La « Situation 3 », parce qu’elle traite d’une période s’étendant jusque dans nos récentes années 2010, propose de fait un état des lieux de la littérature réactionnaire contemporaine qui ne saurait être que provisoire. Elle est abordée à partir du constat d’une « rupture générationnelle » (p. 268) : il n’existerait quasiment plus, passé le début des années 1960, de continuité dans la postérité de la littérature réactionnaire, et ce pour la première fois depuis Maurice Barrès. Cette affirmation placée à l’entrée de la troisième partie de l’ouvrage rend problématique a posteriori la présence dans cette partie d’un chapitre entier consacré à l’écrivain franco-roumain Emil Cioran, dont l’œuvre en français traverse un demi-siècle d’histoire littéraire de la France, des années 1940 aux années 1990. Il est vrai que dans la nébuleuse réactionnaire, Cioran n’a pas plus de père qu’il n’a d’héritier. Hormis cette figure, si quelques plumes réactionnaires émergent dans cette dernière période, et paradoxalement souvent en provenance de la gauche, c’est au mieux à partir de 1990, et c’est cette fois relayées par la puissance médiatique. Ce dernier avatar de la droite littéraire, porté par un contexte jusqu’ici inédit – les relais de figures médiatiques telles Alain Finkielkraut, Pascal Bruckner, Éric Zemmour, Elisabeth Lévy, Frédéric Beigbeder… –, alourdit sa charge idéologique, quitte à perdre ce « style » qui faisait auparavant sa fierté voire sa raison d’être, telle est la thèse de Vincent Berthelier concernant cette période. Les trois derniers chapitres de cet ouvrage sont consacrés respectivement à Renaud Camus – l’auteur du Grand remplacement venu de la gauche avant-gardiste des années 1970 –, Richard Millet – défini par le titre de chapitre « Tradition et francité », et Michel Houellebecq – autour de l’inévitable question du style d’un auteur dont on a régulièrement décrété justement l’absence de style : c’est au moins parce qu’il a une « ambition positiviste » (p. 365) que celui de Houellebecq est qualifié dans cet ouvrage de « style positif ».

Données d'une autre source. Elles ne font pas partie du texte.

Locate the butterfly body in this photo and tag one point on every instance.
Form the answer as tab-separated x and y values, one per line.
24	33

Cette histoire littéraire est une histoire sans femmes : le constat en était déjà dressé à la fin de l’introduction de ce livre, qui rappelait « la misogynie du milieu réactionnaire, dans un monde littéraire où celle-ci est déjà considérable » (p. 20). C’est au bout de cette longue et nécessaire chronologie – masculine, donc –, véritable histoire d’un vingtième siècle littéraire peu étudié – sinon pas du tout – dans sa cohérence idéologique et discursive que la conclusion de l’ouvrage, passé l’inévitable bilan de ce parcours et de sa division en trois « moments », aborde la théorisation d’une écriture qui ne peut véritablement être décrite comme un sous-genre littéraire qu’à ce prix. Le sème qui semble s’imposer à toutes les pratiques d’écrivain abordées ici est celui de la distinction : « convictions antidémocratiques », « hostilité aux masses », sur quoi vient s’enter la « distinction stylistique » (p. 371). C’est à partir de cette notion de distinction que se prolonge la réflexion sur le style réactionnaire, son articulation à l’idéologie et à un passé regretté ou fantasmé, jusqu’à produire la thèse finale de l’ouvrage : « le style réactionnaire ne veut pas tant revenir en arrière, que monter au-dessus » (p. 384). C’est cette indispensable conclusion, alimentée par une analyse stylistique discontinue des auteurs étudiés dans ce livre, qui lui donne, outre sa contribution non négligeable à une histoire de la langue littéraire française, la dimension d’un essai.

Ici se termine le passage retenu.